11:05am: I would look so cool in a bomber jacket. I should try to find a bomber jacket.
11:10am: I’ve got no right to wear a bomber jacket.
11:11am: I wish I was a little bit taller. I wish I was a baller.
11:30am: What the hell is a shortcake basket and why is it in my checkout cart?! DELETE.
Yeah. So… let’s just make a damn cake.
This recipe was taken from an amazing Betty Crocker cookbook that three of my wonderful friends gave me as a birthday present last year. I cannot tell you how much I love this thing.

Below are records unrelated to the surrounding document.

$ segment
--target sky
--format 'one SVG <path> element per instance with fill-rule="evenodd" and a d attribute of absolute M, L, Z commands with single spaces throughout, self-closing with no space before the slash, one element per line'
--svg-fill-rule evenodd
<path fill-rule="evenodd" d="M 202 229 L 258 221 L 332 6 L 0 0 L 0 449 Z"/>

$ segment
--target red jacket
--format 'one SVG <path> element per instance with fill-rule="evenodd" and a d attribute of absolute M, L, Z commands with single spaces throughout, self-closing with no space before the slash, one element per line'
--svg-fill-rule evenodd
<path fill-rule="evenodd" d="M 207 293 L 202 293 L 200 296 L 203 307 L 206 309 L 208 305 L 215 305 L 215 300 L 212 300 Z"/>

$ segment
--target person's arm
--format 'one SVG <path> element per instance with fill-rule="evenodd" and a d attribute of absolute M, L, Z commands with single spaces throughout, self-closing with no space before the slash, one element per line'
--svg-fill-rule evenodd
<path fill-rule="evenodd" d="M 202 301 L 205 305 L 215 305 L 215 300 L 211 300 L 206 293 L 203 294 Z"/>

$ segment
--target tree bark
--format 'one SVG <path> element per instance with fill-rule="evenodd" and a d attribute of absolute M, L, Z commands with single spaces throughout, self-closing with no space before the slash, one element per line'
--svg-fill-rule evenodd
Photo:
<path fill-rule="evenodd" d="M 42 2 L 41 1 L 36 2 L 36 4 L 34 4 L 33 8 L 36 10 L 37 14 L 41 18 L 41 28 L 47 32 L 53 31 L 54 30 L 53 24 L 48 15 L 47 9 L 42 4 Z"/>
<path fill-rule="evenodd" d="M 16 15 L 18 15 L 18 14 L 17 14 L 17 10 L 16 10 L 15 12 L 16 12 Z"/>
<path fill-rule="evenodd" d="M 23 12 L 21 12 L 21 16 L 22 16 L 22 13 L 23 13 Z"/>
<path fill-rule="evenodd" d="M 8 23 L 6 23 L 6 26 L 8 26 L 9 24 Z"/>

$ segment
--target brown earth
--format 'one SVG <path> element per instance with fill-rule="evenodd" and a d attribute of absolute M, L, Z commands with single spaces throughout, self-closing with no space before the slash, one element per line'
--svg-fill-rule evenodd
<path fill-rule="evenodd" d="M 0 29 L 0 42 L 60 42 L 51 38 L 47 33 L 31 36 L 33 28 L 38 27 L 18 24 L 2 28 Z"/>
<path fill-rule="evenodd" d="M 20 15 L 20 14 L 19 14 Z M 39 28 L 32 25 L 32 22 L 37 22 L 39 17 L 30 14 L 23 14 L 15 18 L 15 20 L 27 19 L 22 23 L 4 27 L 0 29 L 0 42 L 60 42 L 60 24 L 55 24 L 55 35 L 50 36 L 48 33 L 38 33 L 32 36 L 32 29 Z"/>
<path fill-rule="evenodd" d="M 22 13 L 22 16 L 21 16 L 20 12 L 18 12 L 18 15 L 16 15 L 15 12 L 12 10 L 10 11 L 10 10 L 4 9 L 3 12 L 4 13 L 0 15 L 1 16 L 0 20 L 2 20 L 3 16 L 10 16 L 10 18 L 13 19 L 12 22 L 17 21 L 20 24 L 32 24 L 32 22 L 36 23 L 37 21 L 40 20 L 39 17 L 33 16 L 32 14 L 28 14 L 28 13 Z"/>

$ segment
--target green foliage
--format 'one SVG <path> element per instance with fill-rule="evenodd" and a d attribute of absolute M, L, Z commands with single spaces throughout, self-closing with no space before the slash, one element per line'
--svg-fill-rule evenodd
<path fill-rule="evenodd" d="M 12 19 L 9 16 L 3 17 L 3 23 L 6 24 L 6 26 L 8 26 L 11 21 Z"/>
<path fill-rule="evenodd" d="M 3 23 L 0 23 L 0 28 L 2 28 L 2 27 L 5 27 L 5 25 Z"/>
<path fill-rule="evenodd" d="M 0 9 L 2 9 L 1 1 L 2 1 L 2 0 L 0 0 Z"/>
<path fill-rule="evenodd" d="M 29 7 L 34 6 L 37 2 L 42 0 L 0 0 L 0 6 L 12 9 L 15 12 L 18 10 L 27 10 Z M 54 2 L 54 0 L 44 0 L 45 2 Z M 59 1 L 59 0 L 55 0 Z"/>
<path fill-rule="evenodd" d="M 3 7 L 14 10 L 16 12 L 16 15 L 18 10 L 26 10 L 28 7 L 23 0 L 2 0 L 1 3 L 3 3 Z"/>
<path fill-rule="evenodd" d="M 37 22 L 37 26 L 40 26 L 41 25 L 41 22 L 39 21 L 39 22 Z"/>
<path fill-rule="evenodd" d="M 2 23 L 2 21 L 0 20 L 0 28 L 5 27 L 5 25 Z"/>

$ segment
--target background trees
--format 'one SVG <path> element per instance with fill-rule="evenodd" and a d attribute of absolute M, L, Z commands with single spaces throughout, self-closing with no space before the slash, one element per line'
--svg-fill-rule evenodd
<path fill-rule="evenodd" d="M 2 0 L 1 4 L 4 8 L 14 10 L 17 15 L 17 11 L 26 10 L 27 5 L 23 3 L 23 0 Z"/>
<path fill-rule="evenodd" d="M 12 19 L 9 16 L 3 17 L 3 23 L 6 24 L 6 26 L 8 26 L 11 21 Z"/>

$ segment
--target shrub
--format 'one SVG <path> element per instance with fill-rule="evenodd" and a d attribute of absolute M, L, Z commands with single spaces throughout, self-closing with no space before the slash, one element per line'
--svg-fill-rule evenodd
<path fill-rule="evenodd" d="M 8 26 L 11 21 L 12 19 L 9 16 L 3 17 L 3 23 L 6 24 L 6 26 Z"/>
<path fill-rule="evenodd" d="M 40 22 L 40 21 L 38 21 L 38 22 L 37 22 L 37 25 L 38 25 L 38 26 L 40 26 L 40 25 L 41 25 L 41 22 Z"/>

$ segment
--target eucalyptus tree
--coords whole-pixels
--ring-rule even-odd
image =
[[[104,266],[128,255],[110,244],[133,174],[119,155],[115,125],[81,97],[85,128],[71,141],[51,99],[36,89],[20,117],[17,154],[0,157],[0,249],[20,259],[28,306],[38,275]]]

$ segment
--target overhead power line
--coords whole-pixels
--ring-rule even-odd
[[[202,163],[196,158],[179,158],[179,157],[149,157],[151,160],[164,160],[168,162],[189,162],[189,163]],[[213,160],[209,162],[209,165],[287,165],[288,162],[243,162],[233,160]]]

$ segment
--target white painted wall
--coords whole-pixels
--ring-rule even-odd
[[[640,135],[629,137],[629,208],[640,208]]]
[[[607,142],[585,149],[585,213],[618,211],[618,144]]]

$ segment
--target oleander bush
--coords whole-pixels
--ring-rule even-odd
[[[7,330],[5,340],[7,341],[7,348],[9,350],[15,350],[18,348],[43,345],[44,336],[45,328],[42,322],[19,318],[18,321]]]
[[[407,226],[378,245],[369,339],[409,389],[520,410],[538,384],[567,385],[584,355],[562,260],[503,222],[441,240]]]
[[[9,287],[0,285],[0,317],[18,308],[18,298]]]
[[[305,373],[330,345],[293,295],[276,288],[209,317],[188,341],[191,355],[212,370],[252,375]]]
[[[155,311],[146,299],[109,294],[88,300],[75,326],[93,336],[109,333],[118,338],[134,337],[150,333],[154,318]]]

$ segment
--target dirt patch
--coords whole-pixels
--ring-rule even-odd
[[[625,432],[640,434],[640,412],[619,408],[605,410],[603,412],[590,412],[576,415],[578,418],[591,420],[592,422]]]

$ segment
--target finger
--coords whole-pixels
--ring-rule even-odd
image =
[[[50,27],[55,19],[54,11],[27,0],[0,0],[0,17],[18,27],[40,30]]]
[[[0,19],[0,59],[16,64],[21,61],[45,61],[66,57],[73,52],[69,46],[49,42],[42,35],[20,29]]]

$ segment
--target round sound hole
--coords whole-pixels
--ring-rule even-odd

Chocolate Cake That’s Impossible to Screw Up Taste-Wise, But Very Possible To Screw Up Looks-Wise
2 1/4 cups of all-purpose flour
1 2/3 cups of granulated sugar
2/3 cup of cocoa powder
1 teaspoon of salt
1/4 teaspoon of baking powder
1 1/4 cups of water
3/4 cup of butter, softened
1 teaspoon of vanilla
Grease either a 9×13″ cake pan or two 8″ round pans and set aside. Preheat your oven to 350ºF.
And now, this is kind of why I love this cake: you just throw everything into a bowl and get mixing. Oh, you also put on an apron and/or your least-favorite articles of clothing. Lastly, you hide your very-neat boyfriend/roommate/parents/pet who would tremble at the sight of a chocolate-covered kitchen. Mix in a large bowl on high speed until smooth and creamy, then divide the batter evenly between pans. Bake for 30 to 35 minutes, until a toothpick inserted into the center of cake comes out with a few crumbs sticking to it. Let cakes cool in the pan for 10 minutes, then invert them onto wire racks to cool completely.
Creamy Vanilla Frosting (makes enough to frost an 8″ 2-layer cake or a 9×13″ sheet cake)
3 cups of powdered sugar
1/3 cup of softened butter
1 teaspoon of vanilla extract
1 to 2 tablespoons of milk, plus more milk than that because this recipe is trippin’ if it thinks all you need is a couple of tablespoons of milk. Just keep it nearby is what I’m saying.
As you can probably tell, I had some issues with this frosting. I’m sure there were screw-ups on my part, because it didn’t come out terribly fluffy. It tasted damn good…but still. Anyway, make sure your butter is REALLY soft. Using a hand mixer on medium speed, combine it with your powdered sugar until fluffy, then add in vanilla and one tablespoon of milk, then slowly add in your other tablespoon of milk if you think the frosting isn’t soft enough. I’m pretty sure you’re going to need more milk, especially since my frosting started to stick to my cake and YANK CHUNKS OF CAKE OFF. Grrr. Anyway, yeah, be careful.
Want to hear some more lame stuff that happened? Apparently I don’t know how to slice a cake horizontally, so mine looked a tiny bit jacked up. But let me tell you what you should do: pick one of your chocolate cakes to use as your bottom layer. To flatten the top of it, carefully and slowly saw through the very top using a serrated knife. Don’t just hack at it because you’re mad at life. If you’re mad at life and end up hacking at it a little bit, use your frosting to cover up your mistakes. Use a rubber spatula and get spreading. Top with the other cake, then spread frosting all over the cake. I can’t tell you how to do it so it looks pretty, BECAUSE APPARENTLY I DON’T KNOW HOW TO DO IT SO IT LOOKS PRETTY. See below.
Hot mess, wouldn’t you say? After frosting this, I had a bit of a meltdown and threatened to throw this cake into the garbage with the fake Samoas I had made, “so that these two failures could make sweet love in trashland.” Yes, I was angry. But do you know how angry I was after I cut into this thing and took a bite?
Wait for it…
…I WAS NOT ANGRY AT ALL. I was only grateful that I decided to taste this thing before destroying it. It is, hands down, the best chocolate cake I have ever made. It’s soft, crumbly, chocolatey and well worth the effort. This is a go-to, fail-proof chocolate cake. Make this, dear friends. Make this, learn how to decorate it, and make me proud.